People come to San Francisco for conventions and vacations, but have more fun if they know someone here. That’s because their host will probably force them to repeat these secret oaths:

1) I will only go to tourist trap Fisherman’s Wharf to see a specific cool thing, such as the Musée Mechanique. I will only go to tourist nightmare Pier 39 to see the wild sea lions. I will not spend all my time in tourist zones. Hardly any, really. Maybe six minutes. And only with these rules…

2) After I find out that I really do need scarf, long johns and sweater when the summer fog blows through San Francisco, I will not blame my hosts, who tried to warn me. I will instead, without a whimper, go to Community Thrift, Thrift Town, Goodwill, or some other esteemed reused clothing store* and remedy the lack.

*not $6 sweatshop-produced tourist sweatshirt shops. Remember: reduce, reuse, recycle, rot—the four Rs to relieve the consumerist nightmare!

3) I will not expect to find hippies on Haight Street. (What is a hippie, anyway?) Maybe in Golden Gate Park if it’s sunny, though.

4) I will not rely on the “west-compressed” free tourist map.
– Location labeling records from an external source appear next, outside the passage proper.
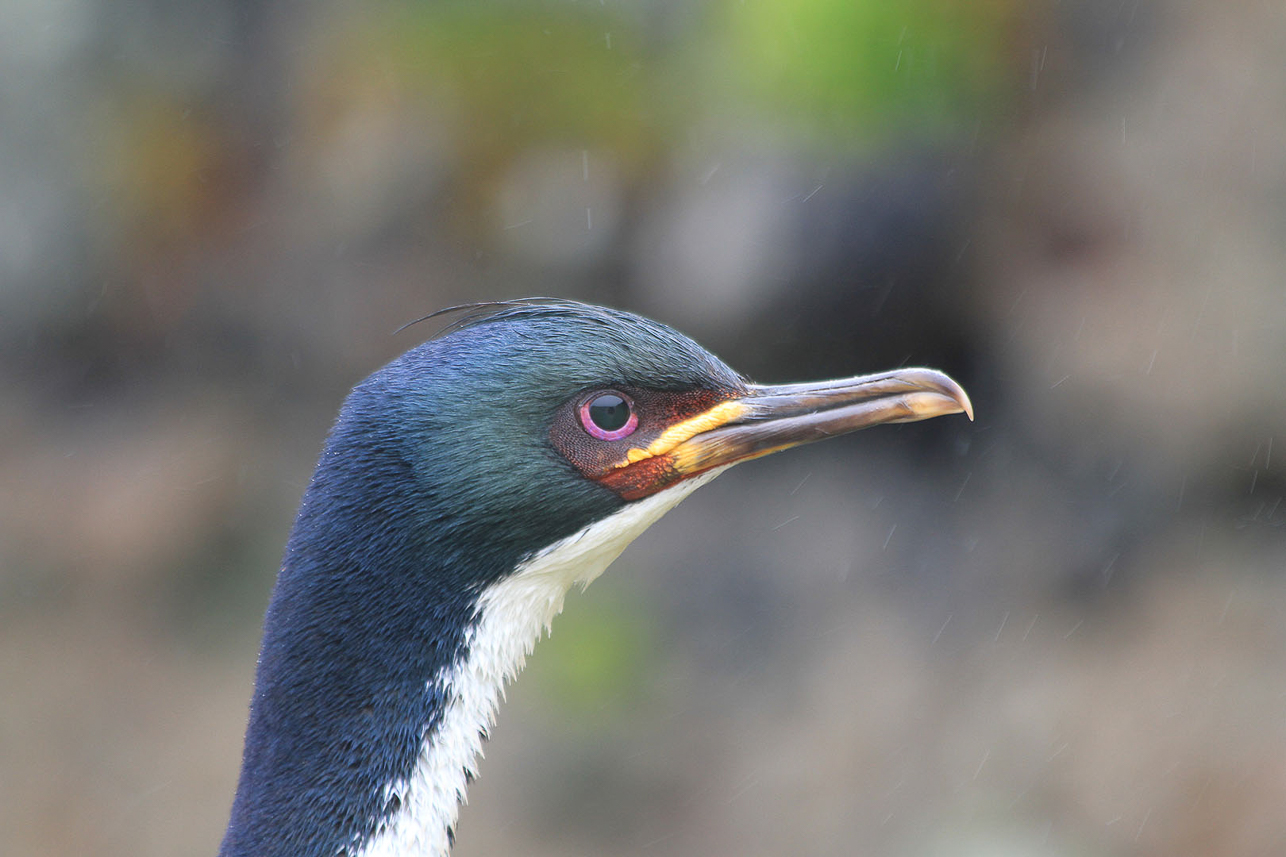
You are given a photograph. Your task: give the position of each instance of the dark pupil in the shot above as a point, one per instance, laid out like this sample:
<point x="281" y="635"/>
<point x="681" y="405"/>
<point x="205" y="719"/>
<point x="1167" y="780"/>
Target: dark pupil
<point x="608" y="412"/>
As a public service, I’ll denounce dopey maps when I’m offered one. (What’s the point of a map purposely published not to scale? Beware the telltale red line between downtown and the Pacific Ocean. And the unmarked compression zone at the bottom of the map.)
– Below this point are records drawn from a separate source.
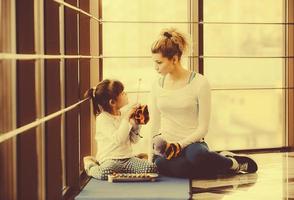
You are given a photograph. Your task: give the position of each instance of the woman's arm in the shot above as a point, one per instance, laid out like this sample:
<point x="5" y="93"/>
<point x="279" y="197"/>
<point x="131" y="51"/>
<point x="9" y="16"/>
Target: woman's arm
<point x="154" y="120"/>
<point x="204" y="101"/>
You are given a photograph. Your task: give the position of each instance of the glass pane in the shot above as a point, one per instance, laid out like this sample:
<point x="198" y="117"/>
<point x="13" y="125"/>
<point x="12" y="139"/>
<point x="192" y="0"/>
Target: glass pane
<point x="145" y="10"/>
<point x="130" y="70"/>
<point x="244" y="11"/>
<point x="121" y="39"/>
<point x="245" y="73"/>
<point x="244" y="40"/>
<point x="247" y="119"/>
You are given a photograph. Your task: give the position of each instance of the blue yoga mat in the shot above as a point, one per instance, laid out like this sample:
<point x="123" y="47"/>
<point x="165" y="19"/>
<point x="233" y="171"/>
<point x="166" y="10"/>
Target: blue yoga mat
<point x="164" y="188"/>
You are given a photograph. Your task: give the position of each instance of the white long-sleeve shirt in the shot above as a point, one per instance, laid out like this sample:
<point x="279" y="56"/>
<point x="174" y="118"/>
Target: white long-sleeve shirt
<point x="114" y="136"/>
<point x="181" y="115"/>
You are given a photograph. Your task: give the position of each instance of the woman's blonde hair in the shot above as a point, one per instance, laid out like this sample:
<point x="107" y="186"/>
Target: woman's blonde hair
<point x="170" y="43"/>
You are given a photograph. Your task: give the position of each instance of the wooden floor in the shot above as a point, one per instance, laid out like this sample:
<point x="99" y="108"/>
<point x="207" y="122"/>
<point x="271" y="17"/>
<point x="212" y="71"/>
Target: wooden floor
<point x="274" y="180"/>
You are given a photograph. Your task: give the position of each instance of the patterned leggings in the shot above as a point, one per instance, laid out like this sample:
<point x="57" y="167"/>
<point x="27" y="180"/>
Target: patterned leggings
<point x="128" y="165"/>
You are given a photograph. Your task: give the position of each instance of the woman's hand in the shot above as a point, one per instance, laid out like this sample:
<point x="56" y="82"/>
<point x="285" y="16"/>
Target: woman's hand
<point x="130" y="114"/>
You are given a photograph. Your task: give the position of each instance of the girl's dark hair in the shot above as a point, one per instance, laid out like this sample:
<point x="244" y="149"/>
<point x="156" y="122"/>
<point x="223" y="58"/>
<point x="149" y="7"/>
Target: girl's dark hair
<point x="170" y="43"/>
<point x="105" y="91"/>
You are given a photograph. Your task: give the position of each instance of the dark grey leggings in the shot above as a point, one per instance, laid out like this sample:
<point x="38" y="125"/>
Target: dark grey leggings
<point x="195" y="161"/>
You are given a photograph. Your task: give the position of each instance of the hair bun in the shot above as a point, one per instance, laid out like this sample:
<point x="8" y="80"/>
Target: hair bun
<point x="167" y="34"/>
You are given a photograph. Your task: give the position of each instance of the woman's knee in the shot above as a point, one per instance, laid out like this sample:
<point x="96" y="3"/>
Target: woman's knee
<point x="161" y="164"/>
<point x="196" y="152"/>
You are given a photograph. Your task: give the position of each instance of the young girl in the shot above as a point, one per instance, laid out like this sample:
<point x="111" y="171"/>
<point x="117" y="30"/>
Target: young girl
<point x="180" y="113"/>
<point x="115" y="132"/>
5) I will consider biking instead of walking on the noisy Golden Gate Bridge. I will wear layers on and in my ears to minimize wind exposure and hearing loss.
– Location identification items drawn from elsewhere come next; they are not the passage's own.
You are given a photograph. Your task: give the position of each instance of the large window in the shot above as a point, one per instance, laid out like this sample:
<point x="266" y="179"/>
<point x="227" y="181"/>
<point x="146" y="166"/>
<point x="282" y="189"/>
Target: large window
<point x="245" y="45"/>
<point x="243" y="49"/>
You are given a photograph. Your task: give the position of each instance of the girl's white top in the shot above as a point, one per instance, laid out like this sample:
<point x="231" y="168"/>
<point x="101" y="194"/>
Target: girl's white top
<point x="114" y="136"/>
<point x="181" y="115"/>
6) When I feel tempted to take a ferry ride, I’ll go to Angel Island. If I must go to Alcatraz, I’ll buy the tickets from the ferry service not a rip-off tour service. Buy early.

7) I will patronize local establishments. Chains I recognize from home won’t add anything to my experience of this strange and wonderful city.

8) I won’t drive a car unless absolutely necessary. Instead, I’ll use the excellent public transit. Buses are good people-watching opportunities (except maybe at rush hour). I’ll use 511 to get bus arrival info. (Say “Departure times” when it starts, then punch in the Stop ID from the pole or just say “I don’t know it.”) If I do drive, I’ll yield to all pedestrians and bicycles.

9) I will talk to strangers. And celebrate weirdness.